SATURDAY UPDATE: Speaking to the Associated Press in Washington, Branstad said he told Health and Human Services Secretary Sebelius that he won’t expand Medicaid in Iowa.
Branstad said he pressed Sebelius for a federal waiver to continue IowaCare, a health care program that provides limited benefits to 70,000 low income adults in the state. That program is set to expire later this year.
“I am very comfortable that we have made the right decision and we are going to continue to pursue this waiver and we’re working with them on a partnership exchange and that’s what I told Secretary Sebelius,” Branstad said between meetings as part of the National Governors Association meeting in Washington. “We are interested in making Iowa the healthiest state. We have kind of set our direction.” […]
“Every governor has got to look at their own situation,” Branstad said. “We’re fortunate in that we don’t have as many uninsured that a lot of other states do.” […]
“We want to cooperate with them as much as we can but we’re not going to buy into a ’60s federal program that’s unaffordable and unsustainable,” Branstad said. “Because we think the whole thing in the end will either collapse or the burden will be pushed onto the states in a very significant way.”
He could have done what Governor Rick Scott is doing in Florida: agree to a three-year Medicaid expansion, with plans to re-evaluate later, depending on federal funding levels.

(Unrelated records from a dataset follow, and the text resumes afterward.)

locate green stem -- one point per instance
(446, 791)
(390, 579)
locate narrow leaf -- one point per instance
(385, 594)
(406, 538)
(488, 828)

The bottom line is that Branstad would rather spend more to provide fewer Iowans with inferior coverage through IowaCare.
4 Comments
It's not about the money
Branstad’s office argues that 10% of the expanded Medicaid costs (after the first three years of no cost) will just be too much for Iowa taxpayers to bear. Above all else the state budget must be protected. There are two inevitable conclusions to draw from Branstad’s financial opposition to Medicaid expansion. One is that Branstad has absolutely no faith in his own administration’s ability to improve the Iowa economy by the time the Iowa 10% kicks in even though he constantly touts his ability to create jobs and a favorable business climate. The second conclusion is Branstad is so beholden to the right wing of the Republican party that he is blind to the overwhelming majority of the leaders and professionals in the health field supporting the expansion. It’s a tough question for the governor of Iowa to either do the right thing or follow the right wing.
pravnik4u Fri 22 Feb 5:15 PM
IowaCare is more expensive
while providing fewer people with inferior coverage. Expanding Medicaid will be good for state budgets; state and local governments will realize big savings by having less uncompensated care.
desmoinesdem Fri 22 Feb 7:19 PM
As you may surmise already....
I have no problem putting brakes on a program that has no history of any control of costs and at the same time is clearly expanding rapidly in a seemingly out of control fashion.
Branstad is doing exactly the right thing. Until the federal government can get a handle on even one program, there is no business that Iowa has writing a blank check to the future at the expense of its taxpaying residents.
mirage Sat 23 Feb 2:39 PM
even Rick Scott
not the sharpest knife in the drawer, figured out that no one benefits from denying care to people who would be eligible for Medicaid. He said Florida will re-evaluate its position in three years, depending on whether the federal government keeps up its obligations.
Branstad is throwing in his lot with Bobby Jindal and Rick Perry. Rick Snyder and John Kasich are a heck of a lot smarter.